공사대금
1. The defendant (Counterclaim plaintiff)'s appeal is dismissed.
2. The costs of appeal are assessed against the Defendant-Counterclaim Plaintiff.
purport, purport, and.
1. The reasoning of the judgment of this court for the acceptance of the judgment of the court of first instance is as stated in the judgment of the court of first instance, with the exception of “the same parts as the judgment of the court of first instance”, and thus, it is acceptable in accordance with the main sentence of Article 420 of the Civil Procedure Act, as it is, under the following subparagraphs: 4, 12, 14, and 5, 15.
2. The part to be mard;
A. On September 24, 2013, the Plaintiff: (a) received a certificate of inspection of each elevator on the first half of the first instance judgment; and (b) delivered each of the above elevators to the Defendant around that time, upon receipt of the certificate of inspection of each elevator on the first half of the first instance judgment on November 18, 2013.

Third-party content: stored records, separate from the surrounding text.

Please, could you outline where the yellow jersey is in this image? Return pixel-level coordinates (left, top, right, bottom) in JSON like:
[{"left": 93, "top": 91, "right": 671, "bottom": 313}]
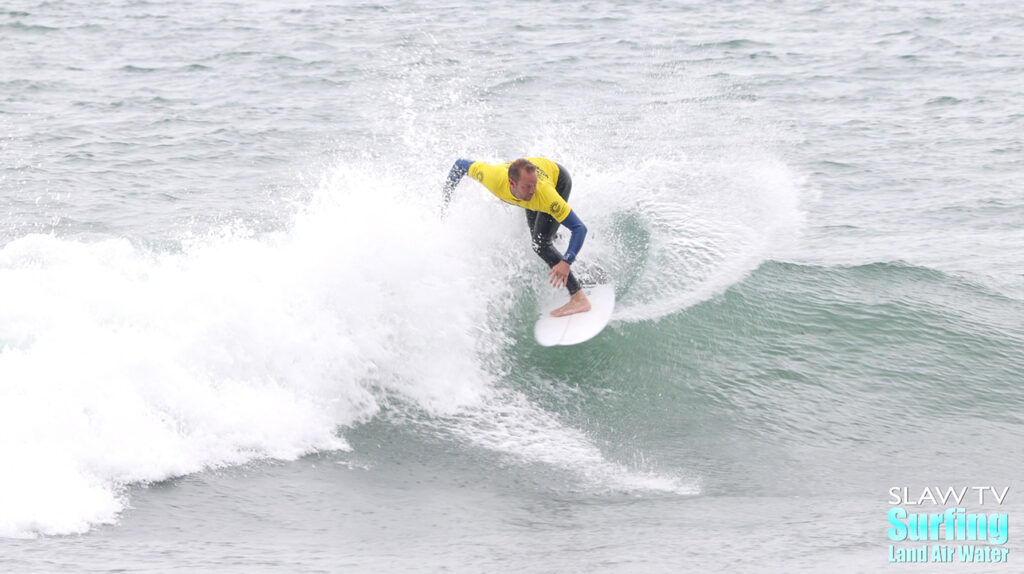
[{"left": 468, "top": 158, "right": 571, "bottom": 223}]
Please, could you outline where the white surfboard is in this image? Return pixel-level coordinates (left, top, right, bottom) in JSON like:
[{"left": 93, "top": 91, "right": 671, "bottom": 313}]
[{"left": 534, "top": 283, "right": 615, "bottom": 347}]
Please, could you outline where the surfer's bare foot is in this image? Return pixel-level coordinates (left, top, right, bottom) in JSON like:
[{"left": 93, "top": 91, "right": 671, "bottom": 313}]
[{"left": 551, "top": 290, "right": 590, "bottom": 317}]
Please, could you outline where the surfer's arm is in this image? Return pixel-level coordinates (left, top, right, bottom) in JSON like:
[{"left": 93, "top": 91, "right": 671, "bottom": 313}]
[
  {"left": 562, "top": 210, "right": 587, "bottom": 265},
  {"left": 441, "top": 158, "right": 473, "bottom": 214}
]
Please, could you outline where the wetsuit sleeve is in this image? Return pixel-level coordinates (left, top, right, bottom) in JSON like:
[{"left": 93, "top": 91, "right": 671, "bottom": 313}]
[
  {"left": 441, "top": 158, "right": 473, "bottom": 213},
  {"left": 562, "top": 210, "right": 587, "bottom": 265}
]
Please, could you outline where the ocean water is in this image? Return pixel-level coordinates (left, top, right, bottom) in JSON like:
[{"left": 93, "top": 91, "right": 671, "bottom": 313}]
[{"left": 0, "top": 0, "right": 1024, "bottom": 573}]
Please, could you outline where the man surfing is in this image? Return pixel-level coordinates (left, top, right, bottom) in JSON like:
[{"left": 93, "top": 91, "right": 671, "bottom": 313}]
[{"left": 442, "top": 158, "right": 590, "bottom": 317}]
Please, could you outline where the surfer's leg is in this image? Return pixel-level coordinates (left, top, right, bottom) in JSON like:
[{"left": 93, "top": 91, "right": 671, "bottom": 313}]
[{"left": 526, "top": 210, "right": 580, "bottom": 295}]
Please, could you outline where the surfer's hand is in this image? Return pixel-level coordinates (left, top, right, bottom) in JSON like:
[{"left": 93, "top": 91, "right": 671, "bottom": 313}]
[{"left": 548, "top": 261, "right": 569, "bottom": 288}]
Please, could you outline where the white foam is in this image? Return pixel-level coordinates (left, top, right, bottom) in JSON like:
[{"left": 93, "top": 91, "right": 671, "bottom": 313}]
[{"left": 0, "top": 162, "right": 500, "bottom": 536}]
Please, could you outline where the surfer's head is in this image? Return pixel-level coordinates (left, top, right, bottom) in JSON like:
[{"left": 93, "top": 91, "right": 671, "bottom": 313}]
[{"left": 509, "top": 159, "right": 537, "bottom": 202}]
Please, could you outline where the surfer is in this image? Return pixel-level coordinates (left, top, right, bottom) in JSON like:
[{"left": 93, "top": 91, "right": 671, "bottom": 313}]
[{"left": 442, "top": 158, "right": 590, "bottom": 317}]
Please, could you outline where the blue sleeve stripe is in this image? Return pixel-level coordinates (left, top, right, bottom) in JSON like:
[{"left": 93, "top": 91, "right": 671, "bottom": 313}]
[
  {"left": 442, "top": 158, "right": 473, "bottom": 209},
  {"left": 562, "top": 210, "right": 587, "bottom": 265}
]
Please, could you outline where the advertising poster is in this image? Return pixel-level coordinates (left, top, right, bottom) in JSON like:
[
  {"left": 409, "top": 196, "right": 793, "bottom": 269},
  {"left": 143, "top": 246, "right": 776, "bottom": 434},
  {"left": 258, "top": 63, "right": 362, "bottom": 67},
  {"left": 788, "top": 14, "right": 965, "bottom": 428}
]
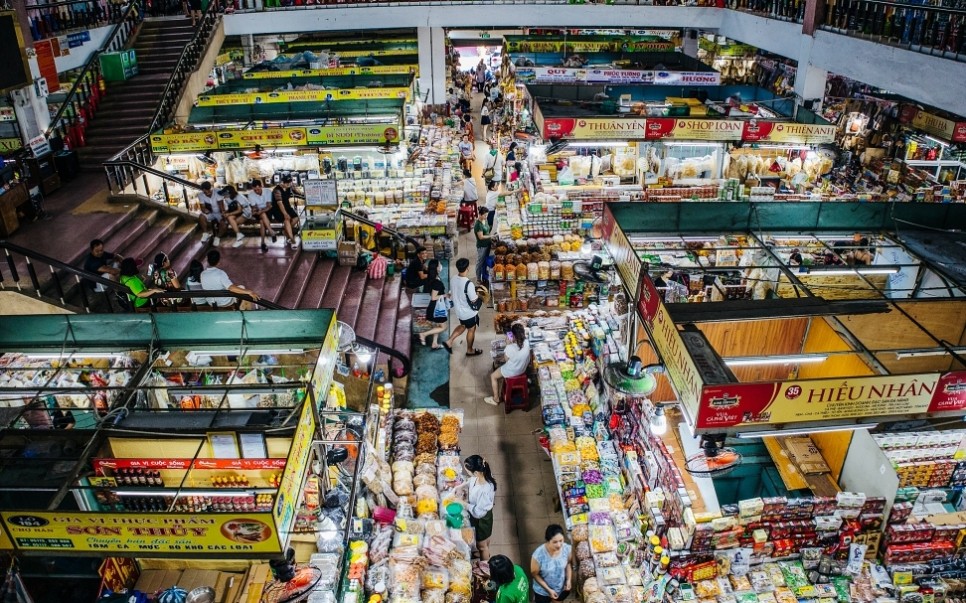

(B) According to the statements in Eul evidence 7-2 and witness D of the trial court, the defendant is found to have issued a certificate of acceptance to the plaintiff on November 4, 2014, but even according to witness D's testimony, the defendant was delivered the first elevator around November 18, 2013, but did not issue a certificate of acceptance on the ground that the defendant was delivered the first elevator on November 18, 2013, but was in an unstable state of breakdown, and the certificate of acceptance was delivered at the latest on November 4, 2014.
If there is no agreement on the liquidated damages for delay in the part between the first and the second half of the judgment of the court of first instance, it shall be deemed that there is an agreement on the liquidated damages, and it shall not be deemed that there is an agreement on the liquidated damages, and the orderer shall be liable to prove the fact of the occurrence of the damage and the amount of the damage in order to claim
(See Supreme Court Decision 2010Da590 Decided March 29, 2012, etc.). As to the instant case, it is recognized that: (a) the Plaintiff carried out the materials of each elevator on August 20, 2013; (b) the Plaintiff mistakenly brought them into the materials; (c) the materials were finally brought in around October 18, 2013; and (d) the fact that each of the above elevator installation works was completed around November 18, 2013, as seen earlier; and (b) according to the above fact of recognition, it was recognized that 66 days elapsed from September 14, 2013, which was the date of payment stipulated in the instant contract.
However, in addition to the above facts of recognition, the defendant submitted.